The Suliman lab builds on the foundation of previous human cohort studies to pursue the following directions:From systems biology to innate correlates of TB progression: 1) The lab is following up on candidate pathways identified through systems biology experiments performed on samples from human cohorts of TB progressors and healthy Mtb-exposed counterparts in Sub-Saharan Africa and South America. These genetic and transcriptional profiling studies point to candidate TB risk pathways including sodium/potassium ATPases and tyrosine metabolism enzymes in innate immune populations. The lab is functionally dissecting the roles of these genes using pharmacological inhibitors and CRISPR/Cas9 gene editing of primary human myeloid cells and Mtb infection experiments, followed by analysis of immunological and metabolic profiles, in order to define their roles in TB disease. 2) Point-of-care biomarkers to identify Mtb-exposed individuals at high risk of developing TB disease: Following previous studies on TB biomarkers and COVID-19 diagnostics, the lab leverages international collaborations and systems biology approaches to discover and validate easy-to-use biomarkers to identify individuals at high risk of progression to TB. The studies aim to down-select biomarkers with high accuracy for translation into point-of-care and near-patient prognostic biomarkers in diverse populations for active case finding, including those with other co-infections. 3) T cell immunity to SARS-CoV-2 and Mtb: The Severe Acute Respiratory Syndrome of Coronavirus-2 (SARS-CoV-2) and Mtb are the two leading causes of mortality from infectious diseases globally. Failure to contain SARS-CoV-2 can be a result of the evolution of escape mutations that evade T cell responses. Similarly, in TB, the activation states and memory phenotypes of T cells can determine the quality of adaptive immunity against Mtb. Therefore, the quality and breadth of T cell responses are critical determinants of protection against both pathogens. It is unclear how the co-infections with Mtb and SARS-CoV-2 influence the inflammatory milieu and antigen-specific T cell responses that correlate with protection from progression to TB disease or severe COVID-19. The Suliman lab studies antigen-specific T cell immunity to SARS-CoV-2 and Mtb in the context of co-infection with the two pathogens, evolving SARS-CoV-2 variants, and COVID-19 vaccine rollout.
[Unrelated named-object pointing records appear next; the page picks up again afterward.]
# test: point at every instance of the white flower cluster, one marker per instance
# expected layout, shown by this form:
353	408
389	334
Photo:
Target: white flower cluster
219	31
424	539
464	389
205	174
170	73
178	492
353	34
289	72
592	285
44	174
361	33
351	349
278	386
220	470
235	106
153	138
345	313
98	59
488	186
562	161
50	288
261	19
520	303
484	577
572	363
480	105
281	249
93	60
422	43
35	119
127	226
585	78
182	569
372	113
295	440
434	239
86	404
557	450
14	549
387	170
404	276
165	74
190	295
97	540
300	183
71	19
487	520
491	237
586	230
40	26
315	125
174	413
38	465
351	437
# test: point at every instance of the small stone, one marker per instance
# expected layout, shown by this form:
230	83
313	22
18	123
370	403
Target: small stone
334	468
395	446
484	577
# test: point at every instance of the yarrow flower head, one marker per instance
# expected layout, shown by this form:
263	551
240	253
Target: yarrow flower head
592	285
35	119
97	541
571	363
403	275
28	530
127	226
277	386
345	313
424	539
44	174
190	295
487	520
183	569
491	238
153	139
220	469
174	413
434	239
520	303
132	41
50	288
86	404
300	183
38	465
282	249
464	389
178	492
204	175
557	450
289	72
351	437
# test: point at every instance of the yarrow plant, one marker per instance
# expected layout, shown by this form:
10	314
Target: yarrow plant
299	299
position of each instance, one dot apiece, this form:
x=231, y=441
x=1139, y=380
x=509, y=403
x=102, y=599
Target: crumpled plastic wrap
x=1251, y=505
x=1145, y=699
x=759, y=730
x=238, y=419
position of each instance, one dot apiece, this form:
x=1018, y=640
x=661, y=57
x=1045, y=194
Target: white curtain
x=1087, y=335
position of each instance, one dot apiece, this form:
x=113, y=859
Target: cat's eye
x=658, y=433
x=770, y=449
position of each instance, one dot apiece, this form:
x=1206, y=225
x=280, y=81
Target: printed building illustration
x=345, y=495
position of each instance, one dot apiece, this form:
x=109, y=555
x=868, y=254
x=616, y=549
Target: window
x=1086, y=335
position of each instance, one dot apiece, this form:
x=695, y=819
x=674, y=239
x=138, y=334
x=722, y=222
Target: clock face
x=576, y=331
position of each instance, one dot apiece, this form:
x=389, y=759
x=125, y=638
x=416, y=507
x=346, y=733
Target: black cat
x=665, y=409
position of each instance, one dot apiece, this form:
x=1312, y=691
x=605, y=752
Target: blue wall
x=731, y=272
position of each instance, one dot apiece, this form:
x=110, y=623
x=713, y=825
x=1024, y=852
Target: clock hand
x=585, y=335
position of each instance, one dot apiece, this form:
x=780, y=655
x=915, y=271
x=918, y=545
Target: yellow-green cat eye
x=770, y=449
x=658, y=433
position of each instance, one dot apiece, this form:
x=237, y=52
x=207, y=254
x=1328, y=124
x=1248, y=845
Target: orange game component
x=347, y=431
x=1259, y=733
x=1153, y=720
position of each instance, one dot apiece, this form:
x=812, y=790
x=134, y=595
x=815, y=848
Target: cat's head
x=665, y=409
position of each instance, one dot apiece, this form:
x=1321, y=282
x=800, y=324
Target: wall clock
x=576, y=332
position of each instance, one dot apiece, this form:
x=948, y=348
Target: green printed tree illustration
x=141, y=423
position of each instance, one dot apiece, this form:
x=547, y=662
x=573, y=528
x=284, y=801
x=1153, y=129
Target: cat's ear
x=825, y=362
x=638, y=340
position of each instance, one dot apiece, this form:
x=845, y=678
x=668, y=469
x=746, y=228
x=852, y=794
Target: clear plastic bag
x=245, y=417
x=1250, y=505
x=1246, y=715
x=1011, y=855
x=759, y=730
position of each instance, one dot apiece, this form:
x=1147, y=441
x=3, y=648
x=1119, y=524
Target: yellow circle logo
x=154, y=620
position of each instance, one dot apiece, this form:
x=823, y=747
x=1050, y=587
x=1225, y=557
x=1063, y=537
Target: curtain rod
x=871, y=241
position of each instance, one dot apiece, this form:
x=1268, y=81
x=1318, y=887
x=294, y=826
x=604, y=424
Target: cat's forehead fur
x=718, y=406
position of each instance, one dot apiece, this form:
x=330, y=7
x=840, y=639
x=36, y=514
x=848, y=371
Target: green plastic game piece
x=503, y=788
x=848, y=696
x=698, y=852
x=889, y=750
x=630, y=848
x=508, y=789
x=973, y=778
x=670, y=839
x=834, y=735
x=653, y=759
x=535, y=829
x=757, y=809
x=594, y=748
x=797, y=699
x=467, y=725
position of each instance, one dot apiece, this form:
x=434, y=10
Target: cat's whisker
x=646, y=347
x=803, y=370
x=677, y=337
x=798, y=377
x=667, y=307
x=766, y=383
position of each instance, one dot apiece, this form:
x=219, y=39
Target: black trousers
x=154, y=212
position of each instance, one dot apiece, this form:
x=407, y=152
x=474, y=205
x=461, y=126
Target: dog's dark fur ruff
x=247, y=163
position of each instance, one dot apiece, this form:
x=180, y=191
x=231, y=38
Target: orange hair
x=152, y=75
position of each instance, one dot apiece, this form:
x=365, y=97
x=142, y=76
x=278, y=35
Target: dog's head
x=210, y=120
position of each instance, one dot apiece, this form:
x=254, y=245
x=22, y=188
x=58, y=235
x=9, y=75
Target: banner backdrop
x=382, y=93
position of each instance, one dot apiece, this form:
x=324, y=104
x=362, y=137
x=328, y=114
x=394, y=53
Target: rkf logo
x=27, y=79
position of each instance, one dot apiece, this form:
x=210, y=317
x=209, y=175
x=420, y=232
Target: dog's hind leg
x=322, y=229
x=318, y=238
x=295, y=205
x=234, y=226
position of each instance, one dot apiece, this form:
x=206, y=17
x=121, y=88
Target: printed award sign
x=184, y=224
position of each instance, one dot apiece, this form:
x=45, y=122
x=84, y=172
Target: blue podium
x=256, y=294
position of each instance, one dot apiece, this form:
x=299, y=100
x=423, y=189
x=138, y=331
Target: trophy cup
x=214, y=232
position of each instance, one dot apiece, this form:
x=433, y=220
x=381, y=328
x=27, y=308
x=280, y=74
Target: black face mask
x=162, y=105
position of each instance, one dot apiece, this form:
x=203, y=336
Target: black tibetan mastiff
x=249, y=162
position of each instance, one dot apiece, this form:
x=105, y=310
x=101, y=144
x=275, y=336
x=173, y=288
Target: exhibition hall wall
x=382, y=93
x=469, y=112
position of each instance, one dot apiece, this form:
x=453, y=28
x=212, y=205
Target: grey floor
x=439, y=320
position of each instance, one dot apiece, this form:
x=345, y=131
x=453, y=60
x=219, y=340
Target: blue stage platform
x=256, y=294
The Tana Lab researches health equity in autoimmune hepatitis. We follow a diverse cohort of patients and controls and collaborate with other centers internationally. We use biospecimens and novel technologies to improve understanding of mechanisms.

The Tang Lab investigates mechanisms of immunoregulation and incorporates concepts learned in novel therapies for taming immune responses in autoimmune diseases and organ transplantation.